Speech Delivered by Goldstein at 11th Annual Herzliya Conference

On Criticism & Prejudice:

The Arab-Israeli Conflict and the Assault on Israel’s Legitimacy

Brooke Goldstein, Director, The Lawfare Project

Herzliya Conference, Israel, Feb 8, 2011

Introduction: Two Fronts, Shared Implications, Get out of the Arab-Israeli Conflict Vacuum

There are 2 fronts in war on terror/extremism/Islamism/radical Islam, in the war between Israel and the Arabs, in the war between totalitarian dictatorships and democracies, there are two fronts, the violent and the non-violent, and the greatest non-violent threat posed against not just Israel but all democracies is lawfare, the use of the law as a weapon of war to, amongst other things, (i) delegitimize the right of democracies to defend themselves against terrorism and (ii) to exert sovereign control over its territory.

And this is especially true for the United States and Israel, for which every act of delegitimization lawfare has shared implications.

I will never forget a conversation I had with a colleague in the U.S. military about the Goldstone Report. When the report first came out, everyone was speaking about the legal and political implications it would have for Israel. I complained to my colleague over the telephone about how international law was being deliberately manipulated and misapplied to delegitimize Israel’s right to exist as a sovereign state for the Jewish people, with equal rights in the world community.

As I continued, my colleague interrupted me and said "Brooke, you’ve got it wrong. The Goldstone Report, isn’t just about Israel, it’s about setting precedents in international law that can and will be used against U.S. and coalition forces fighting in Iraq and Afghanistan," forces which are using the same methods that Israelis are using on the battle field, against the same type of terrorist that engage in asymmetric warfare, the use of human shields and suicide bombings, etc.

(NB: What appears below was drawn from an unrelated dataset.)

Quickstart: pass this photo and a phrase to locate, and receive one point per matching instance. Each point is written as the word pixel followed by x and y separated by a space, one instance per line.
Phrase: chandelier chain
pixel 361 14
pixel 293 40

And the more I think about it, the more I agree with him!

Because Israel is being used now on the legal front, just as it has been used on the physical battlefield, as the canary in the coal miners’ tunnel, as a guinea pig and as a legal testing ground, for actions aimed at frustrating and hindering the ability of a democratic state to fight and win the war against terrorism.

The greatest mistake we can make as a legal community and as human beings with an interest in upholding principles of human rights law, is to analyze lawfare actions like the Goldstone Report, like the ICJ fence decision, like the flotilla incident, like the BDS movement, in an Israel-centric vacuum.

And the number one impediment, the critical hurdle we face in convincing the world community not to accept lawfare aimed at delegitimizing Israel as binding precedent, is the mistaken belief that these standards will only be used against Israel. They won’t. And frankly, they are not.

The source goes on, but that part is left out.